Antigravity, a new subbrand of Insta360, let me take its prototype A1 drone for a spin at a high-speed go-kart track a few hours outside of Los Angeles. (Full disclosure: Travel and lodging were paid by Insta360. Gizmodo did not guarantee any coverage as a condition of accepting the trip.) The best way to describe the company’s strange product is to break it up into three distinct parts. If I were to sum it up, it’s a 360-degree camera strapped to a drone, combined with an altered reality headset, and controlled via an old-school arcade light gun. The camera is closest in specs to Insta360’s own X5.

The Antigravity A1 offers an aerial experience unlike any I’ve tried. There’s nothing that comes close to the feeling of real-time video hitting my eyeballs whichever direction I look. There’s no pricing information yet, though Antigravity claims customers will have it in hand in January next year.

A Consumer Drone Like No Other

First off, there’s the A1 drone itself. It’s about the size of a DJI Air 3S with four propellers and automatic fold-out landing gear. It also weighs about the same as DJI’s drone at 249g, or 0.54 pounds, plus the arms fold in to make it slightly easier to carry around. If it weren’t for the two cameras on the top and on the bottom of the A1 drone, it would look like many similar products of its kind. What’s special about this design is that Antigravity managed to make the A1 “invisible” to both lenses. It means you won’t see any hint of the quadcopter itself, unless you catch a hint of your own shadow.
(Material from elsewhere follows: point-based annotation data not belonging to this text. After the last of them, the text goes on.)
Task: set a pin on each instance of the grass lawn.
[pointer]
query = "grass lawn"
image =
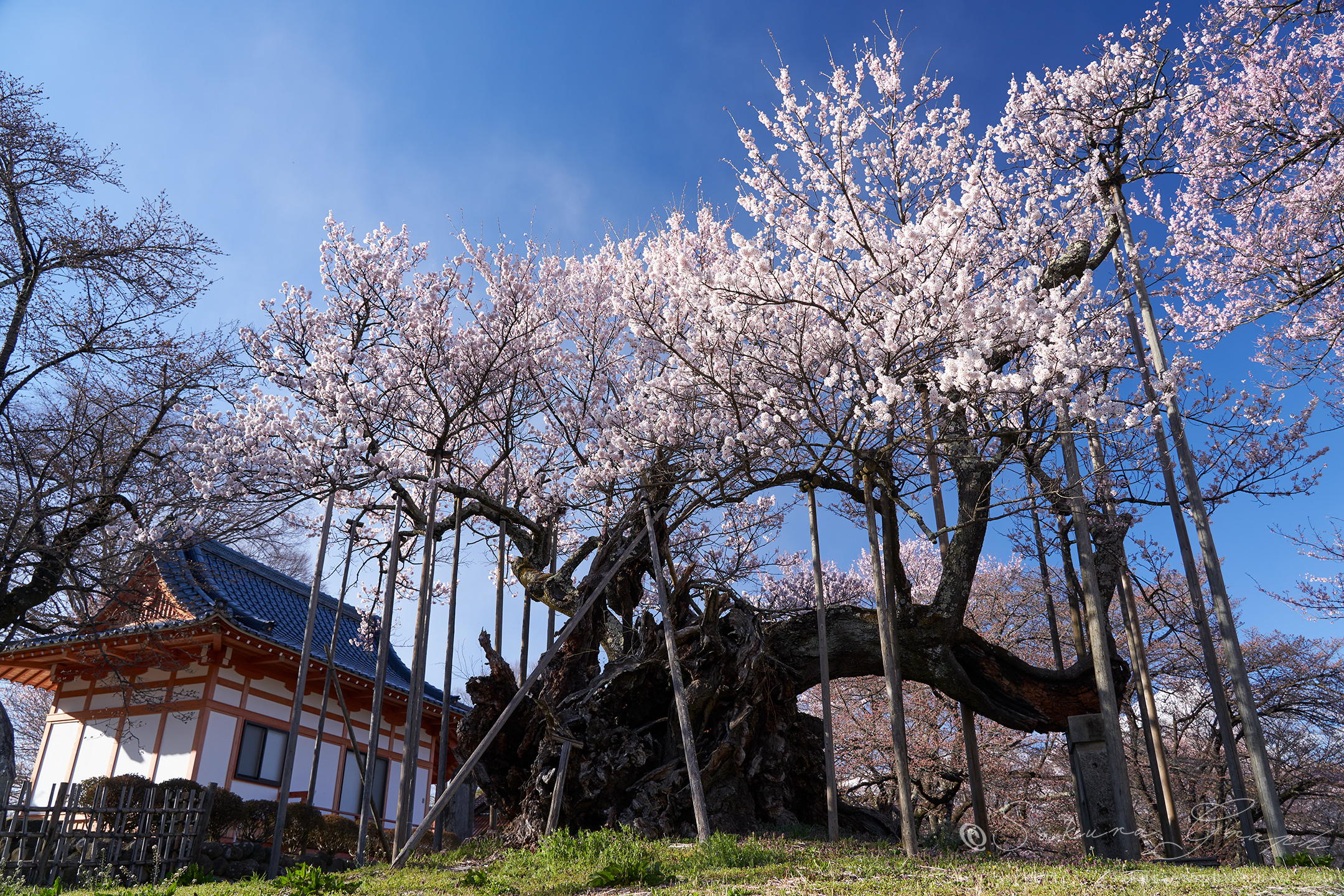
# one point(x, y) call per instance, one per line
point(733, 867)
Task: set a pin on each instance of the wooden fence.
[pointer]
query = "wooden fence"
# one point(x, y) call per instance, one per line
point(135, 836)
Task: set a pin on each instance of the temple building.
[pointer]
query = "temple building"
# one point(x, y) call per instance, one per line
point(191, 673)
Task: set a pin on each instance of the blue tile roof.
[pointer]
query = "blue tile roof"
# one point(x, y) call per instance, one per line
point(210, 578)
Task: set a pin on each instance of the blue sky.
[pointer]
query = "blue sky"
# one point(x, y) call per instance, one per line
point(556, 120)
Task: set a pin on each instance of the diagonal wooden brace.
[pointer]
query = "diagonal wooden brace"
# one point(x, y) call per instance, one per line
point(469, 766)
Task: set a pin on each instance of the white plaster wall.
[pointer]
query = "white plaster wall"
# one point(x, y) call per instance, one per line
point(274, 688)
point(268, 707)
point(72, 703)
point(62, 740)
point(303, 765)
point(418, 805)
point(96, 749)
point(324, 796)
point(250, 790)
point(394, 783)
point(136, 751)
point(175, 751)
point(217, 750)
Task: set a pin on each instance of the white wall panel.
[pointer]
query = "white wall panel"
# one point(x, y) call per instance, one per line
point(96, 749)
point(175, 751)
point(55, 759)
point(136, 751)
point(217, 750)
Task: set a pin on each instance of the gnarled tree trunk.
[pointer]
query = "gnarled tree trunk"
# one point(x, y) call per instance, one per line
point(760, 755)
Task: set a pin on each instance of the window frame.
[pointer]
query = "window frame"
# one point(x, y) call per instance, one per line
point(381, 765)
point(268, 732)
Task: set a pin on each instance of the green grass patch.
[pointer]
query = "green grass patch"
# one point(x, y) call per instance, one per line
point(769, 866)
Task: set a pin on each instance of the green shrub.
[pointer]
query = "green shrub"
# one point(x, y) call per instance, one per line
point(338, 834)
point(476, 877)
point(194, 874)
point(562, 848)
point(303, 825)
point(116, 785)
point(179, 783)
point(258, 820)
point(309, 880)
point(226, 814)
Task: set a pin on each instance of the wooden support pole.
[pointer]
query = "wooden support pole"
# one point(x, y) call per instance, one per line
point(1098, 640)
point(296, 714)
point(465, 770)
point(499, 582)
point(420, 660)
point(550, 612)
point(1253, 734)
point(1250, 841)
point(385, 648)
point(683, 716)
point(362, 762)
point(978, 781)
point(979, 808)
point(527, 632)
point(824, 660)
point(1071, 589)
point(446, 726)
point(331, 663)
point(562, 768)
point(892, 671)
point(1045, 577)
point(1165, 802)
point(499, 613)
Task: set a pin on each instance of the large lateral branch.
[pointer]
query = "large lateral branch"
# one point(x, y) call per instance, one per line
point(946, 656)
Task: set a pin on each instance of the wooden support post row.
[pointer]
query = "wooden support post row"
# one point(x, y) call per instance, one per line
point(360, 763)
point(297, 711)
point(892, 670)
point(824, 660)
point(331, 664)
point(465, 770)
point(446, 724)
point(683, 716)
point(1165, 802)
point(1128, 833)
point(1194, 589)
point(385, 646)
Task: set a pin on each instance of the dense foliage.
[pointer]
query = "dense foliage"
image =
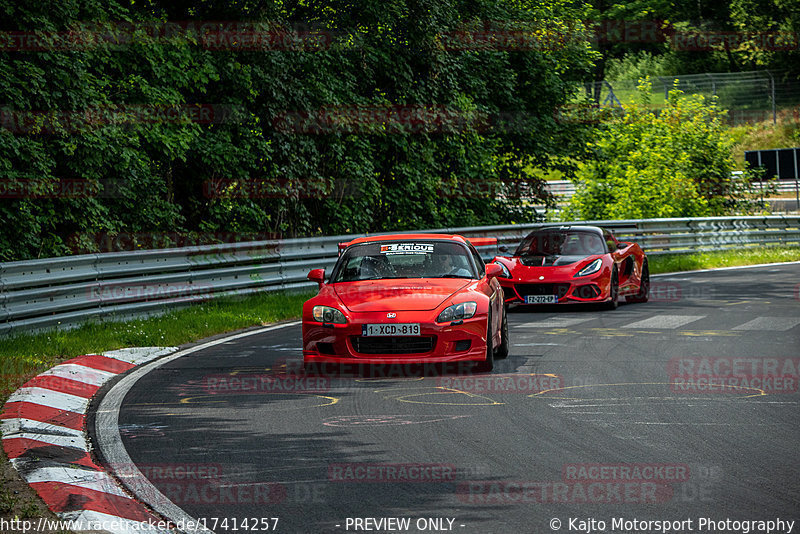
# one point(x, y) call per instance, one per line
point(352, 116)
point(675, 162)
point(695, 36)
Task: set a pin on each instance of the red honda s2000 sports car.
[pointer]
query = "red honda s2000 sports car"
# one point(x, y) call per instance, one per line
point(574, 264)
point(412, 298)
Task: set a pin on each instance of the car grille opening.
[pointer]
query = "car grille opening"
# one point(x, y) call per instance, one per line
point(590, 291)
point(542, 289)
point(393, 344)
point(326, 348)
point(462, 345)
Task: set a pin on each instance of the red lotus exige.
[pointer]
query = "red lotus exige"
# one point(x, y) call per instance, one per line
point(410, 298)
point(574, 264)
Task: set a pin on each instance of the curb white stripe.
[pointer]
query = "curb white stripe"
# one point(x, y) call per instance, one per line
point(70, 473)
point(139, 355)
point(80, 373)
point(51, 399)
point(110, 441)
point(70, 442)
point(89, 518)
point(10, 427)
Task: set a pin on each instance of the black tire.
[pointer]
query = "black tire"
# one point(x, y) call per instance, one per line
point(502, 350)
point(614, 302)
point(488, 364)
point(644, 287)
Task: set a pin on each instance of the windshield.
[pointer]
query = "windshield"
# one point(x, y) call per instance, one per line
point(561, 243)
point(404, 259)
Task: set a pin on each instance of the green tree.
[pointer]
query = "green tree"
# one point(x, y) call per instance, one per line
point(673, 163)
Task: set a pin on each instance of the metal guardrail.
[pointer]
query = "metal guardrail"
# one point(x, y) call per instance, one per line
point(68, 291)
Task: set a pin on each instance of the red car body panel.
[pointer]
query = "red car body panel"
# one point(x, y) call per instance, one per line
point(403, 301)
point(560, 280)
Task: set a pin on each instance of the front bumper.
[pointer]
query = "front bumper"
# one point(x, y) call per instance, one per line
point(437, 343)
point(587, 289)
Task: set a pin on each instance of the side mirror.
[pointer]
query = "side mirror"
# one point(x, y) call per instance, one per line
point(317, 275)
point(493, 270)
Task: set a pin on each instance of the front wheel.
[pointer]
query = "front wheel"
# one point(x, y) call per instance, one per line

The controls are even more unique. The A1 uses a headset akin to DJI’s Goggles 3, but Antigravity placed a circular screen on the outside of the left lens that allows any onlookers to glimpse what you’re looking at. The first time I showed my colleagues the headset, they exclaimed I looked like the bug-faced Japanese superhero Kamen Rider. Inside the headset, you can freely look around 360 degrees and still see information pertaining to your speed, altitude, battery, and whether you’re currently recording.

If you’re filming, the device is capturing the full experience around you, so you don’t have to be looking in any one direction as you buzz around. There’s a small picture-in-picture display that pops up in your view if you’re not looking in the direction you’re flying. It’s helpful if you ever get distracted while in “Sport” mode and you forget that setting turns off automatic obstacle detection.

The missing piece is the controls, and it’s even more out of the box than the rest of the A1. Instead of a two-handed RC control with sticks, you’re given a handle with a few buttons on its face and a trigger to control speed. Inside the headset you’ll see a reticule that’s centered where you point the controls. Flying the A1 is strange, though; you’ll end up sticking the controller over your shoulder—as if you were blind firing—in order to fly backwards but keep looking forwards.

The combination of a pair of VR goggles on a drone isn’t completely unique. FPV, aka first-person view drones like the DJI Avata 2 combined with the DJI RC Motion 3, let you see your environment as you’re recording. These are nimble machines that you can spin, dive, or loop for those intense shots you can only get from an aerial vehicle. They’re also more difficult to use than your typical, straight-flying drone. A drone with a 360 camera could offer some of the same versatility without needing to put your expensive aerial device into perilous circumstances.